Re: [BENCHMARK] Corrected gcc3.2 v gcc2.95.3 contest results
- From: Ingo Molnar <mingo at elte dot hu>
- To: Con Kolivas <conman at kolivas dot net>
- Cc: linux-kernel at vger dot kernel dot org, <gcc at gcc dot gnu dot org>
- Date: Mon, 23 Sep 2002 16:26:34 +0200 (CEST)
- Subject: Re: [BENCHMARK] Corrected gcc3.2 v gcc2.95.3 contest results
- Reply-to: Ingo Molnar <mingo at elte dot hu>
On Mon, 23 Sep 2002, Con Kolivas wrote:
> Agreed. There probably is no statistically significant difference in the
> different gcc versions.
>
> Contest is very new and I appreciate any feedback I can get to make it
> as worthwhile a benchmark as possible to those who know.

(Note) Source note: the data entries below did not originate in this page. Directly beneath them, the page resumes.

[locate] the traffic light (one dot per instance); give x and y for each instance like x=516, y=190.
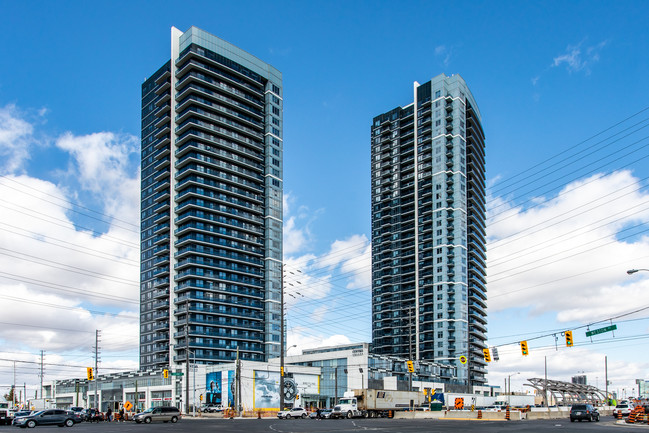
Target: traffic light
x=569, y=338
x=487, y=355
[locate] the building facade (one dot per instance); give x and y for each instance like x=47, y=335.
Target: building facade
x=352, y=366
x=428, y=229
x=211, y=205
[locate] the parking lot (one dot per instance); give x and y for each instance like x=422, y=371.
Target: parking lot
x=210, y=425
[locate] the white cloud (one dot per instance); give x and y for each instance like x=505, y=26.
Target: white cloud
x=576, y=58
x=59, y=282
x=306, y=338
x=566, y=246
x=15, y=139
x=102, y=165
x=562, y=364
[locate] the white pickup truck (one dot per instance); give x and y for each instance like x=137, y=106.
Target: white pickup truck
x=372, y=403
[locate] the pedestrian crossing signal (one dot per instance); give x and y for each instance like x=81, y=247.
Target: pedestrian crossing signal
x=569, y=338
x=487, y=355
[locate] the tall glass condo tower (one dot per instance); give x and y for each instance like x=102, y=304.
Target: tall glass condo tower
x=428, y=229
x=211, y=210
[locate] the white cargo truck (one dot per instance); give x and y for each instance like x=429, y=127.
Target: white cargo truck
x=374, y=403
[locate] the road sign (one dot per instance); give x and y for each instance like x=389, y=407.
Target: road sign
x=601, y=330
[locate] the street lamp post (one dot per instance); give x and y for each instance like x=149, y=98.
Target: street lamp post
x=633, y=271
x=509, y=385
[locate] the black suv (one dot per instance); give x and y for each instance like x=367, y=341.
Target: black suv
x=583, y=411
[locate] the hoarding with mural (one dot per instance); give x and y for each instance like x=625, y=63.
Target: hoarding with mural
x=213, y=387
x=266, y=388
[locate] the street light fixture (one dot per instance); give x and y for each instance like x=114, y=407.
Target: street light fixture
x=633, y=271
x=509, y=380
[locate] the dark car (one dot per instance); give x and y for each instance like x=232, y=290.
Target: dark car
x=46, y=417
x=583, y=412
x=324, y=414
x=76, y=416
x=92, y=415
x=164, y=414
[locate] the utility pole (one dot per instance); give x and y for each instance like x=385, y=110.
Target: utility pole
x=545, y=384
x=606, y=377
x=237, y=385
x=335, y=386
x=281, y=341
x=410, y=345
x=187, y=364
x=41, y=374
x=97, y=334
x=13, y=388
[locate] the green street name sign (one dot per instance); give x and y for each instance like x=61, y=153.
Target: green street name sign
x=601, y=330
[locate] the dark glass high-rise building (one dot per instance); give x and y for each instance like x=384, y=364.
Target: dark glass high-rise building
x=428, y=229
x=211, y=210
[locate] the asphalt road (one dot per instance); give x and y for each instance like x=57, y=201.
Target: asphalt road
x=270, y=425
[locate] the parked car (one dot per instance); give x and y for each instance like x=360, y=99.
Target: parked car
x=77, y=409
x=211, y=408
x=296, y=412
x=46, y=417
x=76, y=416
x=324, y=414
x=155, y=414
x=92, y=415
x=583, y=412
x=20, y=414
x=623, y=408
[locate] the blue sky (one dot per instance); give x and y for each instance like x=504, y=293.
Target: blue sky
x=546, y=76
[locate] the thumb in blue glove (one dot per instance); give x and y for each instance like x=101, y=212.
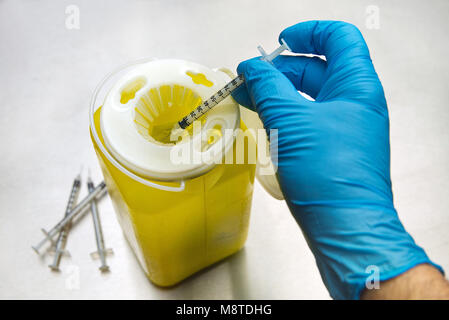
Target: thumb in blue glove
x=333, y=153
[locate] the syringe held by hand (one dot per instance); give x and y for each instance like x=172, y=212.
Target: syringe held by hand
x=221, y=94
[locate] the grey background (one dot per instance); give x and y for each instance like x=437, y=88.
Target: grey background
x=49, y=72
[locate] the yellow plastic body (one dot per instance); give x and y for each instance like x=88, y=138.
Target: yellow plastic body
x=175, y=234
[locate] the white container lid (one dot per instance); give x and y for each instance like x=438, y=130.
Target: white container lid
x=124, y=135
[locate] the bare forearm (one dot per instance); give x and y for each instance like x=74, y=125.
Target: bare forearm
x=421, y=282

your measurements are really useful i think, and people like Andrew
started to watch those numbers - this is why at this point a bit more
effort can/should be taken to filter out fluctuations better. Ie. a single
fluctuation could send Andrew out on a wild goose chase while perhaps in
reality his kernel was the fastest. Running every test twice should at
least give a ballpart figure wrt. fluctuations, without increasing the
runtime unrealistically.
i agree that only the IO benchmarks are problematic from this POV - things
like the process load and your other CPU-saturating numbers look perfectly
valid.
obviously another concern to to make testing not take days to accomplish.
This i think is one of the hardest things - making timely measurements
which are still meaningful and provide stable results.